La République française se montrant incapable d’assurer la survie de la France, une grande partie des patriotes pensent que pour sauver la France, il faut nécessairement sacrifier la République. Ils veulent par exemple une dictature militaire ou le retour du roi, voire d’un empereur, ce qui n’est a priori pas très républicain.

D’autres pensent même qu’en essayant de sauver à tout prix la République, on met d’autant plus la France en péril, car la République pacifiste/nihiliste/dévoyée actuelle ne supporte plus la vue du sang de l’ennemi, adore celui des Français de souche et aspire à leur martyre.

Cependant, si l’on pose sa candidature aux élections présidentielles de la République française en  2022, il faut bien  évidemment se présenter comme républicain.

Par conséquent, à moins d’un bouleversement majeur dans l’opinion publique du genre :  20 millions de Français dans les rues de Paris, suite à un énième « sentiment d’incivilité commise par des ‘’jeunes’’ », il faudra encore se plier à certaines exigences pour pouvoir espérer l’emporter.

Une des étapes dans le cheminement vers la victoire, c’est par exemple l’obtention de cinq cents signatures (qui ne sont pas anonymes) d’élus.

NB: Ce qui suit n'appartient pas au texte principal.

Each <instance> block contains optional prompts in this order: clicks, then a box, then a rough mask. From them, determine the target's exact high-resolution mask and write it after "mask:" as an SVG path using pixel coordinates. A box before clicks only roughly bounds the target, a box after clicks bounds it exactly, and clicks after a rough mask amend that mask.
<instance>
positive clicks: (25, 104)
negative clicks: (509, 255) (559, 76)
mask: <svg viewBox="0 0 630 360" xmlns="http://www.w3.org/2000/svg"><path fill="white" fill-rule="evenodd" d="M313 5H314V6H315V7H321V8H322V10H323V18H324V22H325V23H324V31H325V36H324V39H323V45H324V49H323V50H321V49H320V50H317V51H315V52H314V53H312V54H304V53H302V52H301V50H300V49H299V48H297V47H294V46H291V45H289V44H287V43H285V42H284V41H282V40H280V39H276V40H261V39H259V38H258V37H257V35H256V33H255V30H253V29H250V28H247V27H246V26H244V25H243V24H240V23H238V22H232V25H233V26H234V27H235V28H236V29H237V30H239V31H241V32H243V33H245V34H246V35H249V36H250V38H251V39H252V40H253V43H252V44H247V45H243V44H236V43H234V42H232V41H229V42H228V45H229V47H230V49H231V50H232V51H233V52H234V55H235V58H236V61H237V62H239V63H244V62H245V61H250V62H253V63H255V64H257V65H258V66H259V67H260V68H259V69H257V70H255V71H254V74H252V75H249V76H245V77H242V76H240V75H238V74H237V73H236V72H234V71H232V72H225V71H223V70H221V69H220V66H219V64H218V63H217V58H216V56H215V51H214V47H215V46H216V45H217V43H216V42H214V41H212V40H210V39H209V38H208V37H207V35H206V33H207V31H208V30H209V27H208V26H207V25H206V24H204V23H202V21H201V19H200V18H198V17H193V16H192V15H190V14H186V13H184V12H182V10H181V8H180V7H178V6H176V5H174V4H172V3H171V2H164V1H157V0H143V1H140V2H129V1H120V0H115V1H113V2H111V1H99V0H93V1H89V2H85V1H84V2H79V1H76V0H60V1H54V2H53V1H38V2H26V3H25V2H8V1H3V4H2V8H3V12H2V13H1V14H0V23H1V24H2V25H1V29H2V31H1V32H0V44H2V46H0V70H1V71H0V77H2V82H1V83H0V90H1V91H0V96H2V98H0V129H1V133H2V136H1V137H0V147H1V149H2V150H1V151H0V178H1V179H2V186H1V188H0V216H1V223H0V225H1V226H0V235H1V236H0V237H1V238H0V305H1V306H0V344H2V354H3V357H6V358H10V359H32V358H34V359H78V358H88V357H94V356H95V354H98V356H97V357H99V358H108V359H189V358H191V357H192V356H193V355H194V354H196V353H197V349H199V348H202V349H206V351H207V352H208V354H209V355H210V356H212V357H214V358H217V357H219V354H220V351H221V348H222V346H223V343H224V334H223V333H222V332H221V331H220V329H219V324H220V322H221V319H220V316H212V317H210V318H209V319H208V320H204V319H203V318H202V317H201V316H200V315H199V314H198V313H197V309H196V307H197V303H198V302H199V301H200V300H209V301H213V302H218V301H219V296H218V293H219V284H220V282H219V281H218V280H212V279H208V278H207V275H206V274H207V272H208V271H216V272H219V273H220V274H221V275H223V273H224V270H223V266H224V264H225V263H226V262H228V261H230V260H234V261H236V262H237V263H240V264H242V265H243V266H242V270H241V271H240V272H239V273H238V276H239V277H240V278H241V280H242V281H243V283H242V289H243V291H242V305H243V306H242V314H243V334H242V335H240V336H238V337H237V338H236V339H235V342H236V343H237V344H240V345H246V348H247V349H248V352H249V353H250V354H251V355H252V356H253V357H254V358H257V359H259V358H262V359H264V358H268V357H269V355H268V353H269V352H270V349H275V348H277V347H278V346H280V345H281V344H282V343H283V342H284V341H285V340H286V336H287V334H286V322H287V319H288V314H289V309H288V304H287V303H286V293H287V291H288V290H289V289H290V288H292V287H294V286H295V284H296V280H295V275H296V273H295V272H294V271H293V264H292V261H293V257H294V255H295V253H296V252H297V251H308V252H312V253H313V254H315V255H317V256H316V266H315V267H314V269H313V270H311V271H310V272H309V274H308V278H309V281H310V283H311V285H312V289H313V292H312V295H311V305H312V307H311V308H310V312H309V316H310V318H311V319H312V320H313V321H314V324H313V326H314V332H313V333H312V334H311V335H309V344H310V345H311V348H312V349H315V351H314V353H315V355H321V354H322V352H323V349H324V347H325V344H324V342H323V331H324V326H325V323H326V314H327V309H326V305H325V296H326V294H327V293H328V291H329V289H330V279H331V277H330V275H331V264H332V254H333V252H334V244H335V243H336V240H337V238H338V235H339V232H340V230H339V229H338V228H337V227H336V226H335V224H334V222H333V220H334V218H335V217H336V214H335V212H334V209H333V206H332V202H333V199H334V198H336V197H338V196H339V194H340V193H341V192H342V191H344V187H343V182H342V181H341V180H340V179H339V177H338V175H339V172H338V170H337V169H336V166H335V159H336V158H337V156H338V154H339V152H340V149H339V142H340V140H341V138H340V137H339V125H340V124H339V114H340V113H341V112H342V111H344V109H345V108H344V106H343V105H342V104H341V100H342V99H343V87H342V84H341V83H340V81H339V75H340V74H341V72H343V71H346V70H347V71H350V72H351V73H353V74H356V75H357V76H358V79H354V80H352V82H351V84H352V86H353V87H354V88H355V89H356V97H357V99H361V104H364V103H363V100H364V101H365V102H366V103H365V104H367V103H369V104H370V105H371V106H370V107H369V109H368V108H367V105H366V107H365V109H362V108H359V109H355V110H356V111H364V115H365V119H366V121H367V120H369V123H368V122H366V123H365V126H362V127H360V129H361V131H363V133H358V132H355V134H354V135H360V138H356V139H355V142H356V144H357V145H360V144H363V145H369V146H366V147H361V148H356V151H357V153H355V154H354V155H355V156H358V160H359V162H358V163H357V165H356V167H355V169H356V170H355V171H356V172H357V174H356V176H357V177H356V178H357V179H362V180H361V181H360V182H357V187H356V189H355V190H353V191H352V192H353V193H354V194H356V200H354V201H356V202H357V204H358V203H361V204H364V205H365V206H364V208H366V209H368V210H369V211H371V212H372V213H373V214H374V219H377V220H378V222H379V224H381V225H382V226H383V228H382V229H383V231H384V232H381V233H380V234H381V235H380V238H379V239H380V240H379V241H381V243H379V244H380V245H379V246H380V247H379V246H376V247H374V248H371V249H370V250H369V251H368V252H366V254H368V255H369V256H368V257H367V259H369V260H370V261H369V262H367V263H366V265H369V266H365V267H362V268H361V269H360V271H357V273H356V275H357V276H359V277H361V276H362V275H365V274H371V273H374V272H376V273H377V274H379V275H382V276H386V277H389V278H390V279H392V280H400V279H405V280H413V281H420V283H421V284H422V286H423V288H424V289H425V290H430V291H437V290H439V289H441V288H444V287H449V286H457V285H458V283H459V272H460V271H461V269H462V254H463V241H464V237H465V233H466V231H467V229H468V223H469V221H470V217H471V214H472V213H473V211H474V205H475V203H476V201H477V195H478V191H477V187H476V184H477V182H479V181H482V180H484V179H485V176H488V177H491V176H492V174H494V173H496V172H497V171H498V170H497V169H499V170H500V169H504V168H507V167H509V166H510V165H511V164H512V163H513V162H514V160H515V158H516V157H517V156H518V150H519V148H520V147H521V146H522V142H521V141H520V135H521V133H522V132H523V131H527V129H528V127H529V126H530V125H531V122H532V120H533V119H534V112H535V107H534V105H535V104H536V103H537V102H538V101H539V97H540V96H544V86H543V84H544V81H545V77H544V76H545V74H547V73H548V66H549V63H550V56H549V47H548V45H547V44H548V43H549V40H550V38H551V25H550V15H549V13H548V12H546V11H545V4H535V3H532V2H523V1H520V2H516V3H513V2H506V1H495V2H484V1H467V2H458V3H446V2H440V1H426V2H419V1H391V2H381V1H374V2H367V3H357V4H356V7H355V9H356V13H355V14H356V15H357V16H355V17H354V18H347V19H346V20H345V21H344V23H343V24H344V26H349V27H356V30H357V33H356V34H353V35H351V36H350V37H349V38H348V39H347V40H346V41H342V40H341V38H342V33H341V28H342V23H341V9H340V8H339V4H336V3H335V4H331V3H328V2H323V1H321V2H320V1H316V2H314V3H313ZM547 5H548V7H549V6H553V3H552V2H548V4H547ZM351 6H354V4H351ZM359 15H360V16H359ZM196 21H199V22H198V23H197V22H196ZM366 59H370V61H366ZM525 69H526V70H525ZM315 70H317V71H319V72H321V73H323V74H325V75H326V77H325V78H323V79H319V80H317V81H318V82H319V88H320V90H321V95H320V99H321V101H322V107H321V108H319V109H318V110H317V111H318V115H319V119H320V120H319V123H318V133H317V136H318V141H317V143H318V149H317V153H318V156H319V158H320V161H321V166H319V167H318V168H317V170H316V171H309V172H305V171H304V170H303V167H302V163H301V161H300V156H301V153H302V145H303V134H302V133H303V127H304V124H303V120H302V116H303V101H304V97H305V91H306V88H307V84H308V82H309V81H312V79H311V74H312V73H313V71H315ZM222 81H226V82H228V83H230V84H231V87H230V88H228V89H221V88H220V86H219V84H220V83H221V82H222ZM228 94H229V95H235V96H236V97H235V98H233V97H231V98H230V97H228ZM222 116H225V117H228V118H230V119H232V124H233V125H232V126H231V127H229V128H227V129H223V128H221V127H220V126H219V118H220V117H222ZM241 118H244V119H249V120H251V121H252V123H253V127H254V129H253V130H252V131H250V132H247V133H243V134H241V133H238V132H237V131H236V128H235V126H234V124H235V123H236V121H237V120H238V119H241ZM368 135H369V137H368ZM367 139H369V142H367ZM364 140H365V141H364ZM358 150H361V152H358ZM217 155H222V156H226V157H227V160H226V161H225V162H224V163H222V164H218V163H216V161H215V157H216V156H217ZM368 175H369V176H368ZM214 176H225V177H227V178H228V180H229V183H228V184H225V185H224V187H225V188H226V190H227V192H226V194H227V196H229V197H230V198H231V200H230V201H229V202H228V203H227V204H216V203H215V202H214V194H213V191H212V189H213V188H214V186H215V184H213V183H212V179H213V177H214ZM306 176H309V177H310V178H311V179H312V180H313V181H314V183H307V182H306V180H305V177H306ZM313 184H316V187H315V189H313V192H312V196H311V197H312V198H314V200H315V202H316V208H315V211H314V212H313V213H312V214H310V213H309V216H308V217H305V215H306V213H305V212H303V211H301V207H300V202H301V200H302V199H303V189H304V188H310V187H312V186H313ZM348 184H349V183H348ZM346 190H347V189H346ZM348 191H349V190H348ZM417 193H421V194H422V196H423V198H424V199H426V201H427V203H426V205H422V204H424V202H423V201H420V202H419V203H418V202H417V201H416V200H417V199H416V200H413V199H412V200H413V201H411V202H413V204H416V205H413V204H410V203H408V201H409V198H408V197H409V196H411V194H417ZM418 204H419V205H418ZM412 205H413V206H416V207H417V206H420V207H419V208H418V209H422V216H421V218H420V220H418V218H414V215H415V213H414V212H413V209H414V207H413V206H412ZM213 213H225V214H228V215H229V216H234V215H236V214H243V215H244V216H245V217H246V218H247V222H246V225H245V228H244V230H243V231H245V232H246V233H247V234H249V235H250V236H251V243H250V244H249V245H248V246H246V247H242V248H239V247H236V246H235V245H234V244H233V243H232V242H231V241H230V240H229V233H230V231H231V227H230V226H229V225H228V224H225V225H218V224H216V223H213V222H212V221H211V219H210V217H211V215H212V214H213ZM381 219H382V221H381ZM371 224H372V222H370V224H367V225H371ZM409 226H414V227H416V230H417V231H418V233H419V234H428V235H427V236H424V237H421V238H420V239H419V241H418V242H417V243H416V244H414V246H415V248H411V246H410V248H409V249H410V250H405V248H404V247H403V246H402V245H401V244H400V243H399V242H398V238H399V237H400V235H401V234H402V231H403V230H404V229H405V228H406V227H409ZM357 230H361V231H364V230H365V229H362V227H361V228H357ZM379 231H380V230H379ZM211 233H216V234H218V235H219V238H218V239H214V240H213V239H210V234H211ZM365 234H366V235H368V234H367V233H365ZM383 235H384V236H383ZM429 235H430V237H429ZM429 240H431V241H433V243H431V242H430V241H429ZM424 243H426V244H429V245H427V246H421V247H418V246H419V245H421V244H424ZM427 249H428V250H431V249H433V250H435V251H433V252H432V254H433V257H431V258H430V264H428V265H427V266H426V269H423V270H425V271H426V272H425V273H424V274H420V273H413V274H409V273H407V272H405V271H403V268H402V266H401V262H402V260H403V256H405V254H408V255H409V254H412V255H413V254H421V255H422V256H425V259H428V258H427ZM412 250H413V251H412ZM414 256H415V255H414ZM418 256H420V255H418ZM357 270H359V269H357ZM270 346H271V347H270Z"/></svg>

Le candidat de la droite nationaliste, soucieux avant tout de sauver la France, avec ou sans le concours de la République, devra donc éviter d’exprimer ouvertement le fond de sa pensée.

Son discours se devra d’être habile, même hypocrite, car s’il reprend en boucle la définition gaullienne de la France «Nous sommes quand même avant tout un peuple européen de race blanche, de culture grecque et latine et de religion chrétienne. » on y verra alors de l’anti-républicanisme, et ledit candidat  échouera.

Le choix du candidat, au sein du camp nationaliste, doit certes reposer sur ses convictions patriotiques, mais aussi sur sa capacité à obtenir les fameuses cinq cents signatures et à rassurer autant les élus (pour ces cinq cents parrainages) que  les simples électeurs qui ont encore honte de vouloir mettre au pouvoir le gouvernement nationaliste qui les sauverait.